Hoge Raad, 26-09-2025, ECLI:NL:HR:2025:1426, 24/04550
Hoge Raad, 26-09-2025, ECLI:NL:HR:2025:1426, 24/04550
Gegevens
- Instantie
- Hoge Raad
- Datum uitspraak
- 26 september 2025
- Datum publicatie
- 26 september 2025
- ECLI
- ECLI:NL:HR:2025:1426
- Formele relaties
- In cassatie op : ECLI:NL:GHARL:2024:6950
- Zaaknummer
- 24/04550
Inhoudsindicatie
HR: 81.1 RO.
Uitspraak
HOGE RAAD DER NEDERLANDEN
BELASTINGKAMER
Nummer 24/04550
Datum 26 september 2025
ARREST
in de zaak van
[X] B.V. (hierna: belanghebbende)
tegen
1. de STAATSSECRETARIS VAN FINANCIËN
2. de STAAT (de MINISTER VAN JUSTITIE EN VEILIGHEID)

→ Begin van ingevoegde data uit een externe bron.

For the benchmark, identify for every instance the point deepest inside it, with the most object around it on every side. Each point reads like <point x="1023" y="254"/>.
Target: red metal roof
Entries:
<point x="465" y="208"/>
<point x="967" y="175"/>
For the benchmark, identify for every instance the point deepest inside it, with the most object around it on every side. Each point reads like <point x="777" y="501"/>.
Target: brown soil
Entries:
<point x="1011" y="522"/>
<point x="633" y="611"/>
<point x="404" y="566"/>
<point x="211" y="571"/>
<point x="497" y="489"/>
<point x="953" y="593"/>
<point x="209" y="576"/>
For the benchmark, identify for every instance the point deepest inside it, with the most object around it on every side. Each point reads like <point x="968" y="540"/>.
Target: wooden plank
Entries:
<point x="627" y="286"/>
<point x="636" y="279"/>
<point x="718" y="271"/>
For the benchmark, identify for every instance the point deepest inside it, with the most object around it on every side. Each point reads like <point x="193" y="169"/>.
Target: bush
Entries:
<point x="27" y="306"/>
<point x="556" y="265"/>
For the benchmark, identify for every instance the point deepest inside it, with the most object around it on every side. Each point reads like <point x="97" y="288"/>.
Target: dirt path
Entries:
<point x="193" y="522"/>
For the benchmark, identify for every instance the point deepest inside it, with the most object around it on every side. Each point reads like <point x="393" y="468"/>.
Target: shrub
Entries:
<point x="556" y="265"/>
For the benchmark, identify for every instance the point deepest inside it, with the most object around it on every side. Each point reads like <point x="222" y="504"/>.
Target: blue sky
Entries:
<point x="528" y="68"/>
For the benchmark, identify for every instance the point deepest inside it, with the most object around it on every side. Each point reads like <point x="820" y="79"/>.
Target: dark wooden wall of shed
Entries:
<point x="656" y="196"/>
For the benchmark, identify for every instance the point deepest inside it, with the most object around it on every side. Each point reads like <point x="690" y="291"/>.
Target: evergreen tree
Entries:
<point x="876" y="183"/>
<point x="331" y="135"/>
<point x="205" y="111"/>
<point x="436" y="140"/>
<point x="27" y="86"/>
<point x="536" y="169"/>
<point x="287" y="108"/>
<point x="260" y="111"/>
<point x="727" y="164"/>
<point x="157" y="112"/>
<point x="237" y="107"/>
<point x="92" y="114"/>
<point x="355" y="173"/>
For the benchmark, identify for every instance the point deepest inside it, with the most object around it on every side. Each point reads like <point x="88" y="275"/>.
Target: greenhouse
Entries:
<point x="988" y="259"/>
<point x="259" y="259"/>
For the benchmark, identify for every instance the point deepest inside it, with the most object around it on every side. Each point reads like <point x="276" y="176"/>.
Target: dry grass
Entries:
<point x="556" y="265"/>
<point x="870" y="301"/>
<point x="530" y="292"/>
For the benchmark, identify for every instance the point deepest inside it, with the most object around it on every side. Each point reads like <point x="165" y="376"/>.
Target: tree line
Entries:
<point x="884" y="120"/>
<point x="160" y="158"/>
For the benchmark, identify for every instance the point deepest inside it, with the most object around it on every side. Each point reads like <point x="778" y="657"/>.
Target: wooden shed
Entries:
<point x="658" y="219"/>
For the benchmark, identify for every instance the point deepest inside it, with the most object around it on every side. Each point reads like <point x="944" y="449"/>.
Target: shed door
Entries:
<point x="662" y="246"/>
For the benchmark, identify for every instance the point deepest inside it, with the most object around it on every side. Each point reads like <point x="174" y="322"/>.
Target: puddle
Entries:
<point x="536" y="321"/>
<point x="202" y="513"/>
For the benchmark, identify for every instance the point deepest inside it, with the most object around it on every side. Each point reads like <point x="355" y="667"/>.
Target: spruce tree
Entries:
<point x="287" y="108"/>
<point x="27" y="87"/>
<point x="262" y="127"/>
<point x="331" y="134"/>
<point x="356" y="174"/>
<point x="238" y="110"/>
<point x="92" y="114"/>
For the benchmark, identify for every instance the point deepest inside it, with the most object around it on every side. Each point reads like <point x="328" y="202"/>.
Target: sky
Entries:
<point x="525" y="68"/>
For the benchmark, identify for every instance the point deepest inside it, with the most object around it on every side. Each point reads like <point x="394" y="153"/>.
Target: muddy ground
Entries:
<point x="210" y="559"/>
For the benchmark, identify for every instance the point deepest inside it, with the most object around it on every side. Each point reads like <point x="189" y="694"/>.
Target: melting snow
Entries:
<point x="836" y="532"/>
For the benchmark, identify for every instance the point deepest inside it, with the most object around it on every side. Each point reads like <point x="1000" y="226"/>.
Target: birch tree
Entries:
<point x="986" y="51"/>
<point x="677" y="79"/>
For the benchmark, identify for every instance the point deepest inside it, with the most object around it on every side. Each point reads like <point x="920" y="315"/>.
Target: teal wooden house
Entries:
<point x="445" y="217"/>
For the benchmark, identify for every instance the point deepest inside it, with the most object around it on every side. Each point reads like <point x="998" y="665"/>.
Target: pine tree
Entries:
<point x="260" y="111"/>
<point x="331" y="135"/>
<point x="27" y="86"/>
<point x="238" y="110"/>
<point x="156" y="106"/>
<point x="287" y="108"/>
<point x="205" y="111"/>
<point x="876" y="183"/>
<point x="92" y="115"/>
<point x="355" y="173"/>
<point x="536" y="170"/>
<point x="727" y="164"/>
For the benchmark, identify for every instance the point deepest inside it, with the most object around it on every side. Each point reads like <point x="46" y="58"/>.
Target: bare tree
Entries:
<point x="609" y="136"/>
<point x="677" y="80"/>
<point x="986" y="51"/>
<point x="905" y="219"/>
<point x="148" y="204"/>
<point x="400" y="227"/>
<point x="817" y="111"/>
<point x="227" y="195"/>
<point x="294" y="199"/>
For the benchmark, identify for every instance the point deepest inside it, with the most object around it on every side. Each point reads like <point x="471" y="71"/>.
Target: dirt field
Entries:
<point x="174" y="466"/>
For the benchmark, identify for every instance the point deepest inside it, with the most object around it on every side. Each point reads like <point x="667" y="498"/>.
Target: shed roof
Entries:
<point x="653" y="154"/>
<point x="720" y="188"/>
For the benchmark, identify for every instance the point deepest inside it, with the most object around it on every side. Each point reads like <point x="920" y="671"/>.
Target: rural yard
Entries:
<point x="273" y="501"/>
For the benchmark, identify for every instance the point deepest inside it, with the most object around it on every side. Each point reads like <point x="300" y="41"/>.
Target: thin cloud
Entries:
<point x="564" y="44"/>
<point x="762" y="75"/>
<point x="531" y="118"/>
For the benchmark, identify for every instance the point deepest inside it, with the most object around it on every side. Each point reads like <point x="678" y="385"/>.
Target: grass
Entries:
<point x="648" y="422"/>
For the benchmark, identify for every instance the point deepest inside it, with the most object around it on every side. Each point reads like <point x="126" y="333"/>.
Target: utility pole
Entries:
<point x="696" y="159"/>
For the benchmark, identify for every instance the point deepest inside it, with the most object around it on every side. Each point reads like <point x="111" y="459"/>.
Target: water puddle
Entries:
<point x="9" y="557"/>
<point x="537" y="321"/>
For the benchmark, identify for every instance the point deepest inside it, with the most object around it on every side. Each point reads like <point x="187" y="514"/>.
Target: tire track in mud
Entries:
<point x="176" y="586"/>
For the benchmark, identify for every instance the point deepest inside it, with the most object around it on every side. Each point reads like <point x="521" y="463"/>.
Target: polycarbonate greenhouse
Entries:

op het beroep in cassatie tegen de uitspraak van het Gerechtshof Arnhem-Leeuwarden van 12 november 2024, nrs. BK-ARN 23/1255 tot en met BK-ARN 23/12601, op het hoger beroep van belanghebbende en het incidentele hoger beroep van de Inspecteur tegen een uitspraak van de Rechtbank Gelderland (nrs. AWB 21/2258, AWB 21/2765 en AWB 23/568 tot en met AWB 23/571) betreffende ten aanzien van belanghebbende gegeven beschikkingen inzake belastingrente.
1 Geding in cassatie
Belanghebbende, vertegenwoordigd door A.F.M.J. Verhoeven, heeft tegen de uitspraak van het Hof beroep in cassatie ingesteld.
De Staatssecretaris, vertegenwoordigd door [P], heeft een verweerschrift ingediend.
Belanghebbende heeft een conclusie van repliek ingediend.
2 Beoordeling van de middelen
De Hoge Raad heeft de klachten over de uitspraak van het Hof beoordeeld. De uitkomst hiervan is dat deze klachten niet kunnen leiden tot vernietiging van die uitspraak. De Hoge Raad hoeft niet te motiveren waarom hij tot dit oordeel is gekomen. Bij de beoordeling van deze klachten is het namelijk niet nodig om antwoord te geven op vragen die van belang zijn voor de eenheid of de ontwikkeling van het recht (zie artikel 81, lid 1, van de Wet op de rechterlijke organisatie).
3 Proceskosten
De Hoge Raad ziet geen aanleiding voor een veroordeling in de proceskosten.